I think they have some sort of their own version of the Constitution, just like Conservatives have their own idealized version of the 1950s or Reagan or like any of us have our own idealized memories of childhood. Sober analysis would conclude that it’s not like times were better, but perhaps it was just that we were younger.

So I downloaded the full text of the Constitution in an attempt to see where do they get their talking points. To begin, I searched for the word “religion” in the text, given the recent demand by Tea Party darling Christine O’Donnell, delivered with an air of knowing superiority during her debate, to know where in the Constitution there’s a separation of church and state. The word “religion” did come up once in the text. In the context of “No religious test shall ever be required as a qualification to any Office or Public Trust under the United States”. Further, in the First Amendment, is the following: “Congress shall make no law respecting the establishment of religion”. I have to give her that – she really did believe that there’s a mention of God or Jesus in the Constitution, because she looked like a child who just found out that there’s no Santa Claus. When her opponent quoted the First amendment it was like an unpleasant revelation to her. I hope that the first thing she did after the debate is to go and check the text to see it with her own eyes.

Many Tea Parties, without fully knowing what the Constitution actually contains, nonetheless like to throw weighty words around, especially when asked a practical question, for example how to balance the budget. You will be hearing words like “tyranny”, “Founding Fathers”, “Constitution”, “God-given rights” without actually getting an answer to your question. In fact many conservatives like to mock liberals for deriving their rights from the Government. Liberals, those spineless fucks, you see, take the rights mercifully granted to them by the omnipotent Government while the steel-balled conservatives themselves insist that all rights are God-given. They conveniently forget that the enforcement of God-given rights is still the job of the dreadful Government. Rights have to be protected and even though I would love to carry a gun around all the time in case I need to dispute, say, a claim from my insurer, I hire a Government to do that for me. Sure, they mostly suck, they tax you, they grow corrupt with time, but the alternative is a do-it-yourself Wild West.
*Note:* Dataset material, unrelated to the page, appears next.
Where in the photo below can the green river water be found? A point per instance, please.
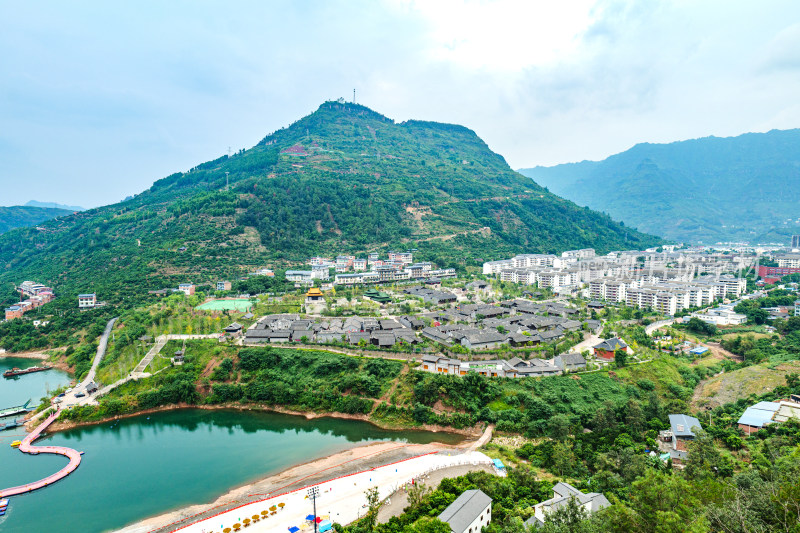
(146, 465)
Don’t get me wrong, I, of all people, would succeed in a kill-or-be-killed setting like this, but the point is why not hire somebody else to do the enforcement job for you, while you can engage in, say, some money making or world saving? Besides, every 2 or 4 years you have a recourse against the Government in form of election. It’s amusing to hear all those yells of “tyranny” and calls to “violent rebellion” from middle-aged middle class nearing retirement who, for way too long, had a boot of Socialism planted firmly on their necks! But no more! Down with Socialism!
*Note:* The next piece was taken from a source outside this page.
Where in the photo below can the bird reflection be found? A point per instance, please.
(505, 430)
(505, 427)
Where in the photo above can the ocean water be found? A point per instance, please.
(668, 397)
Funny, how I always digress in my writings. I do like to rant though, if you haven’t noticed.

So anyway, a Tea Party rally would not be a Tea Party rally without some dude in a tricorner hat waving the copy of the Constitution. But now I wonder whether they just like the original document or all of those amendments that came afterwards. If they just like the original then they would have to admit that they would repeal the subsequent amendments, like giving women the right to vote or abolishing slavery or granting citizenship to persons who are born here. Some brave and honest tea parties, like Rand Paul, would repeal the 14th amendment, for example. At least he’s honest and I give him kudos for that. I only wish that he went all the way – calling for repeal of all of the amendments, instead of picking and choosing only the ones he likes. That’s where I have a problem with the tea partiers supposed love of the Constitution. They love it but they want it changed. They imagine things to be in the Constitution that are not actually there. They choose to ignore some inconvenient articles. This problem can be solved if they just write their own Tea Party version of the Constitution. Just to give you a few highlights: Abolish federal income tax (Sharon Angle); Establish the presence of Christian God in state affairs (Christine O’Donnell, Sarah Palin); Abolish Department of Education and a right to citizenship for those born here (Rand Paul). And wave this document instead – that will keep you honest.
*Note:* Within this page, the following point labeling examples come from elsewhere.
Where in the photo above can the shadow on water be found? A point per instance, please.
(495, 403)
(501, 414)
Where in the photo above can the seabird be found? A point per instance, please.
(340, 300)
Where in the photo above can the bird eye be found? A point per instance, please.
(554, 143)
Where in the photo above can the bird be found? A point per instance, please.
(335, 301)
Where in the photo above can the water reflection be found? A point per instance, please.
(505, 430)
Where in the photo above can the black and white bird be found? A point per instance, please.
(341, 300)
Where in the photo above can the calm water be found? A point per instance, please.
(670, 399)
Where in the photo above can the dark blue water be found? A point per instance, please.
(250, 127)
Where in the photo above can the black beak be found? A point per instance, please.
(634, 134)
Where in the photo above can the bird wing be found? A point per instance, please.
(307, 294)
After watching that Christine O’Donnell video I thought that it would be funny if it wasn’t so sad. No matter how civil a society we’re bound to have citizens who have no idea what the Constitution is all about and have their own fantasies about what’s in it. But to have a public official who runs for office not to have a clue about one of the most important cornerstones of the current law, the establishment clause, is sad and even scary. It does not necessarily show her stupidity, although she’s pretty ignorant, unable to name even Roe v Wade – the mandatory pet peeve of any self-respecting conservative – as an example of Supreme Court decision she disagrees with (not because she agrees with it, but because she doesn’t know what the fuck that is!), it shows her inability to think. If she truly believed that government does not guarantee the separation of church and state, then what particular church does the government have in mind? And just to be on the safe side – to check with herself to make sure that she belongs to that particular brand of religion. Because, you know, she a Catholic after all, and Catholics used to be, shall we say, frowned upon, in the good ol’ days.